Grenzen agiler Methoden im Engineering

Auch im industriellen Umfeld wird ein "Patchen" von Maschinen durchgeführt, übersteigt dort aber üblicherweise nicht ein begrenztes Maß an Erweiterung oder Änderung. Die Spanne reicht von der Re-Konfiguration einer Maschine, dem Bereitstellen neuer Funktionalitäten bei unveränderter Maschine bis hin zum "Retrofit" mit dem Ersatz von Teilkomponenten durch optimierte Austauschteile. Auch der Einsatz neuer Werkzeuge an den bestehenden standardisierten Schnittstellen ist üblich. Gängig sind zudem Aktualisierungen von Steuerungssoftware oder auch Änderungen der Firmware der Maschine, um neue Funktionen zur Verfügung zu stellen. In der Regel finden dabei vor allem Fehlerkorrekturen und eher geringfügige Anpassungen von Funktionen und Services statt. Die Anzahl der Retrofits von Maschinen, inklusive der Aktualisierung der Software, ist üblicherweise deutlich geringer als bei den "reinen" Softwaresystemen auf Unternehmens-, Betriebs- und Prozessleitebene.

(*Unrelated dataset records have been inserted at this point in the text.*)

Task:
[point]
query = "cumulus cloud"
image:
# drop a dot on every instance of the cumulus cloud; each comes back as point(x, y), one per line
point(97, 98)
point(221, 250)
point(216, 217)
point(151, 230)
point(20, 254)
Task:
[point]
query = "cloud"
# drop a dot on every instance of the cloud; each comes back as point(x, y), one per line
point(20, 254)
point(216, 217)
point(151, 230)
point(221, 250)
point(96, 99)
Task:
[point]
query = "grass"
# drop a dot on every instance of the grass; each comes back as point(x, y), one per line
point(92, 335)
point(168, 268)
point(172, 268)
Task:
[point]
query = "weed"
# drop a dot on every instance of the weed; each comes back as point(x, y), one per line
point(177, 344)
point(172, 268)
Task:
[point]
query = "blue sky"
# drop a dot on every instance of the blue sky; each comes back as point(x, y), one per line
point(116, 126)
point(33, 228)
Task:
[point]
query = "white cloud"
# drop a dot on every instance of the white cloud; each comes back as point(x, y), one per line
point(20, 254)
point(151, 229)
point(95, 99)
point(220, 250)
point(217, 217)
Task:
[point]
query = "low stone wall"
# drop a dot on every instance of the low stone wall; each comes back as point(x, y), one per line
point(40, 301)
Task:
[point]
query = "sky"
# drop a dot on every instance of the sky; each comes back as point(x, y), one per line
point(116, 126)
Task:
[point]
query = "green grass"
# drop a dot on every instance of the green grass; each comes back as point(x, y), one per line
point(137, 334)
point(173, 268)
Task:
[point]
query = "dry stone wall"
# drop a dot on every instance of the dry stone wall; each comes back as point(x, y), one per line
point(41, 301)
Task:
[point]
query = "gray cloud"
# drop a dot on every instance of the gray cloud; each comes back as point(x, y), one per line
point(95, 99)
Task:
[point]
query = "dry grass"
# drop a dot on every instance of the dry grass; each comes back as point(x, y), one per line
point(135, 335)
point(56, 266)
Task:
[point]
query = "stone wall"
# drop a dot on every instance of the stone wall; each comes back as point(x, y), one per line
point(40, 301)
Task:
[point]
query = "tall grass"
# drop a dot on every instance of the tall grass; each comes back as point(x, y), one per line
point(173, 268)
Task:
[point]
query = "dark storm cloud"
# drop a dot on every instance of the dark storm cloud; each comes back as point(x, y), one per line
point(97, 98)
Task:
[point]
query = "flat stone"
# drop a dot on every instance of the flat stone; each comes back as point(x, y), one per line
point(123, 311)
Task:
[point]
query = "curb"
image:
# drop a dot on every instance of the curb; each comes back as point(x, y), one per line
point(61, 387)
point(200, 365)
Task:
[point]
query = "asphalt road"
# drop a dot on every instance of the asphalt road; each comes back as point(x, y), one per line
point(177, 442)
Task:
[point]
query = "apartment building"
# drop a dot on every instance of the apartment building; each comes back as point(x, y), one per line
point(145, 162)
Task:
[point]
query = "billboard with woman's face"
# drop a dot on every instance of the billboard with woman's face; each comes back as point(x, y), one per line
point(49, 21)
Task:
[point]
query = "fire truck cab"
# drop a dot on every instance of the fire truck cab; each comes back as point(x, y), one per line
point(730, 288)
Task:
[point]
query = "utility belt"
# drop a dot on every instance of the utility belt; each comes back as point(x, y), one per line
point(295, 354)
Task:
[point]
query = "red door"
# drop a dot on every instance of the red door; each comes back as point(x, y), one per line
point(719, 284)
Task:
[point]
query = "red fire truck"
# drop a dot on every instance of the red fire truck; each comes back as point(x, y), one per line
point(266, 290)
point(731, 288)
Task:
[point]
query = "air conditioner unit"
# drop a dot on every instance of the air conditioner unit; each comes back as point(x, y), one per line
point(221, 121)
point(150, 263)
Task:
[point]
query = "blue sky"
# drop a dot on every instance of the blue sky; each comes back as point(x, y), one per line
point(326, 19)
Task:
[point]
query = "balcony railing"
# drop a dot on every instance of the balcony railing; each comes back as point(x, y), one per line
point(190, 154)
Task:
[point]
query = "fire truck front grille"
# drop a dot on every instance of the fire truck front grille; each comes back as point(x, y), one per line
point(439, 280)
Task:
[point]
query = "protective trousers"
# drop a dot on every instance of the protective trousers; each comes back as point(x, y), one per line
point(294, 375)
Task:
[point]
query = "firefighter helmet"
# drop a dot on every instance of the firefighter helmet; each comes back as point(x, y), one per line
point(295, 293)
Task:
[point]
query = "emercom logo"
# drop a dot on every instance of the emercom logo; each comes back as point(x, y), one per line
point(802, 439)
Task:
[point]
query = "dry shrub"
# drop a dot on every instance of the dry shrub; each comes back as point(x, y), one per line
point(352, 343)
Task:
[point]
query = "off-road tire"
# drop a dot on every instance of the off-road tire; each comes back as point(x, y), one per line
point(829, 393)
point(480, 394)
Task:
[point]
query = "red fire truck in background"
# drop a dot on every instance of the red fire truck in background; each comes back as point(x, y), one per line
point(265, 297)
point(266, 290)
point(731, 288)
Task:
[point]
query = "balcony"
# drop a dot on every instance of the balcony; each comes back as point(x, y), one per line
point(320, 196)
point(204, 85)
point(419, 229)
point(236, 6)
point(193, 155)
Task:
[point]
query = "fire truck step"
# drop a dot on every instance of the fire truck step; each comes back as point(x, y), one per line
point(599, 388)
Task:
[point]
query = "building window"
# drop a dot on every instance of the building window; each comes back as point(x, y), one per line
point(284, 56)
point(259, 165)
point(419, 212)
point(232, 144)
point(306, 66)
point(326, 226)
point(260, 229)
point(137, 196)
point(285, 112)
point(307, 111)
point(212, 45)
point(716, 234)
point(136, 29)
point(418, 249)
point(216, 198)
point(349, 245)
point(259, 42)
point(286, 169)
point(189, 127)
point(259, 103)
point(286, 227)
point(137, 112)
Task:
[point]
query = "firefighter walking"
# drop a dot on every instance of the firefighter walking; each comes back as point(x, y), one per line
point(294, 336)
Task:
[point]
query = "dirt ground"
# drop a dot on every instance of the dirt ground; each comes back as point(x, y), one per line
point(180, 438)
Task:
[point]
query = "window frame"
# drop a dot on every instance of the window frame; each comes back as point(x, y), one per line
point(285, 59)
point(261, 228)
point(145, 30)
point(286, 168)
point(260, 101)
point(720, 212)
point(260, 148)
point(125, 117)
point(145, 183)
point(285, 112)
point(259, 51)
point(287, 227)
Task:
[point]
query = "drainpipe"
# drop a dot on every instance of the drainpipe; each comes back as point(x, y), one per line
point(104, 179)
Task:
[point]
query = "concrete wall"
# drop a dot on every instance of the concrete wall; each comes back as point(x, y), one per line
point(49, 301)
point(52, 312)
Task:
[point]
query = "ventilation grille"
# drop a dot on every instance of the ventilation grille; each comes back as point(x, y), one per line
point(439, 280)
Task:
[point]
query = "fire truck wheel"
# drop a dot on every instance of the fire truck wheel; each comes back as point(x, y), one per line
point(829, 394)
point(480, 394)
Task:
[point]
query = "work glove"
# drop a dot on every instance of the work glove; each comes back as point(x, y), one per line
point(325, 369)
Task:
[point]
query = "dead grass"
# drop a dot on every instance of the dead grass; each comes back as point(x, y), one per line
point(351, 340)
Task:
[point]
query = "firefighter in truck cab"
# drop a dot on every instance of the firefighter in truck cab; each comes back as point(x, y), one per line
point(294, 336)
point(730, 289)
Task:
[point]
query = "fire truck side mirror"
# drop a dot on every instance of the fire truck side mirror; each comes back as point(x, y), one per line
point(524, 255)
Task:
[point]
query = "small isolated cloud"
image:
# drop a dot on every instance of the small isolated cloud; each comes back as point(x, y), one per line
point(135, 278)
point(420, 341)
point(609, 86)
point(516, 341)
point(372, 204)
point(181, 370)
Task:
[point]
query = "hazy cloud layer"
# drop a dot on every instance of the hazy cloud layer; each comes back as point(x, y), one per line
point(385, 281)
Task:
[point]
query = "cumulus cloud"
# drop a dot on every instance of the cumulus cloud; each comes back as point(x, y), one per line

Umgang mit Haftungsrisiken

Der wichtigste Grund dafür ist, dass das "Patchen" für viele Industrie- und Geschäftsanwendungen hohe Risiken birgt, die nicht toleriert werden können − zumal bei agilen Methoden auch das Lastenheft aufgegeben werden muss, das bisher im Geschäftskundengeschäft die verbindliche Vertragsbasis darstellt. Wie Haftungsfragen bei agilen Methoden im Engineering zu klären sind, wenn keine Abnahme wie bislang üblich erfolgt, wird gegenwärtig noch diskutiert.

Mit der Abnahme wird schließlich nicht nur bestätigt, dass das Produkt den vereinbarten Anforderungen entspricht, sondern beispielsweise auch wie lange das Produkt funktionieren soll, wann und in welchem Maß bei Ausfall Ersatz gestellt werden muss und vieles mehr. Die Abnahme ist damit letztlich die juristische Erklärung, dass eine Sache oder ein Zustand den im Lasten- beziehungsweise Pflichtenheft bestimmten Kriterien entspricht (§ 640 BGB). Beim agilen Engineering muss die Abnahme auf die iterative (schrittweise) Methodik angepasst werden. Das gelingt am besten durch eine Modularisierung: Die Abnahme des Produkts erfolgt dann jeweils entlang vorab festgelegter Module beziehungsweise Entwicklungsstufen.

Solange der Engineering-Prozess im Virtuellen verbleibt, sind die Unterschiede zwischen dem Engineering physischer Produkte und der Softwareentwicklung dagegen eher gering, sodass die meisten Prinzipien agilen Arbeitens angewendet werden können. Auch für die Software-Anteile eines physischen Produkts ist eine agile Entwicklung prinzipiell möglich. Ein gutes Beispiel sind die sogenannten digitalen Zwillinge, bei denen eine physische Anlage virtuell im digitalen Raum nachgebildet wird, um am Modell beispielsweise Planungen oder auch Überwachungen vornehmen zu können.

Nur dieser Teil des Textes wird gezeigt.